Kloves trimmed Rowling’s dialogue down so that the scene’s cryptic exchanges are as to the point as possible. But Yates made sure that the scene doesn’t go on longer than it needs to and never seems confounded by the idea that yes, what we’re looking at is Harry’s vision of the afterlife.
Yates’ newfound eye for detail is astonishing. He opens the scene, which clearly owes a debt to the star-child finale at the end of Stanley Kubrick’s film adaptation of 2001: A Space Odyssey, with Harry discovering a ragged, bloody, fetus-like body underneath a free-standing bench. Then that shocking discovery segues into a conversation between Dumbledore and Harry about life after death. It’s a testament to Yates’ powers of observation that that initial image of the body doesn’t overwhelm the viewer to the point that it’s the only thing they take away from this all-important scene.
Deathly Hallows Part 2’s action scenes are also more versatile than their counterparts in the earlier films. Yates still isn’t great at depicting straight-up violence, like the very last fight between Voldemort and Harry or an earlier scene in which a dragon sets a goblin on fire at Gringotts. But he has knack for scenes of rising action. The scenes in which the Hogwarts staff make the school ready for an attack by Voldemort’s troops is especially strong, as are climactic action scenes set at Gringotts and Hogwarts’ Room of Requirement. In terms of their pacing and scope, these scenes are more impressive than almost all of the other set pieces in the film franchise.

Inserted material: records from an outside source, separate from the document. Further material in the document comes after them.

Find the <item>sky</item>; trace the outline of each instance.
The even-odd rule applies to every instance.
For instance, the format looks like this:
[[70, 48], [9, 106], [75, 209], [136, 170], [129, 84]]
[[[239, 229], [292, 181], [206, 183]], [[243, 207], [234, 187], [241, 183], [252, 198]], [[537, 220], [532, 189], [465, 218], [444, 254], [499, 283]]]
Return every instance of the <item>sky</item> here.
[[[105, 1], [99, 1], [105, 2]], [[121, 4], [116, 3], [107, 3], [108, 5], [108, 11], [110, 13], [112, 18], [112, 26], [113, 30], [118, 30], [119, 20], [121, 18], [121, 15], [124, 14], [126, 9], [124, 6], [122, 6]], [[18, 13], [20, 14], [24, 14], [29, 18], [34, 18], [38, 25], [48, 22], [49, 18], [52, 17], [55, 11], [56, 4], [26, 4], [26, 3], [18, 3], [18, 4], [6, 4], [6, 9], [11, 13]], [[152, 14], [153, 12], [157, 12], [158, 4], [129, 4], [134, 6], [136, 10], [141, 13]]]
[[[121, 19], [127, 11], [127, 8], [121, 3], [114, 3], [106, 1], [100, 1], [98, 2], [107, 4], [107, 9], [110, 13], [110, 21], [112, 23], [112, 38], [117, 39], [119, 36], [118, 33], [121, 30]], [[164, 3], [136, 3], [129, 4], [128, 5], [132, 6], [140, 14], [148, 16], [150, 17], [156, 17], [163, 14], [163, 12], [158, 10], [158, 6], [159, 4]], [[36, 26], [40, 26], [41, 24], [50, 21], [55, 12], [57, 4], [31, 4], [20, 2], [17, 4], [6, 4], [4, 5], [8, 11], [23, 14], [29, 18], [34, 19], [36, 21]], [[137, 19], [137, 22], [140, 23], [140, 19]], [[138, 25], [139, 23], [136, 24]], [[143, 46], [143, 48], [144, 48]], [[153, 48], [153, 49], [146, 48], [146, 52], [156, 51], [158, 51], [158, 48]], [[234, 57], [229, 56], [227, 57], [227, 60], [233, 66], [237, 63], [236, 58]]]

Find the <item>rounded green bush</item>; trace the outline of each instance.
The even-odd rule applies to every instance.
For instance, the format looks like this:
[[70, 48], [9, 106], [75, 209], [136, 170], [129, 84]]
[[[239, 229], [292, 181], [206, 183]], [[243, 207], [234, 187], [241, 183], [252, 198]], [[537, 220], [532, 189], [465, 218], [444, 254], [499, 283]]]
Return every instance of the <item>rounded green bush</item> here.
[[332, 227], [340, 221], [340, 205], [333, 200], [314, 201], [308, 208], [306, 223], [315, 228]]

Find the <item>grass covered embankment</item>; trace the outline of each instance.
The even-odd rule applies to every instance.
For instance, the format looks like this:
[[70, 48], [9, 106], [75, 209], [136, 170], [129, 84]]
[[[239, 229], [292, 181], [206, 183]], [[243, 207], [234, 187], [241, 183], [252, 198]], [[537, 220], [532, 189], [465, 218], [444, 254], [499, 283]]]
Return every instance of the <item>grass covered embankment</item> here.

Even quiet little references to characters and relationships that at some point meant something to Harry stand out in Deathly Hallows Part 2. Yates shrewdly juxtaposes one scene, in which Harry’s best friends Ron Weasley (Rupert Grint) and Hermione Granger (Emma Watson) hold hands, with a quick but meaningful shot of Harry smiling at Cho Chang (Katie Leung), Harry’s love interest in Harry Potter and the Goblet of Fire. Just by contrasting these two couples, Yates shows us that some relationships are meant to be and some aren’t. Fate is a fickle thing in Rowling’s universe but thankfully, viewers can rely on Yates and Kloves to finally deliver the best entry in the Harry Potter film series.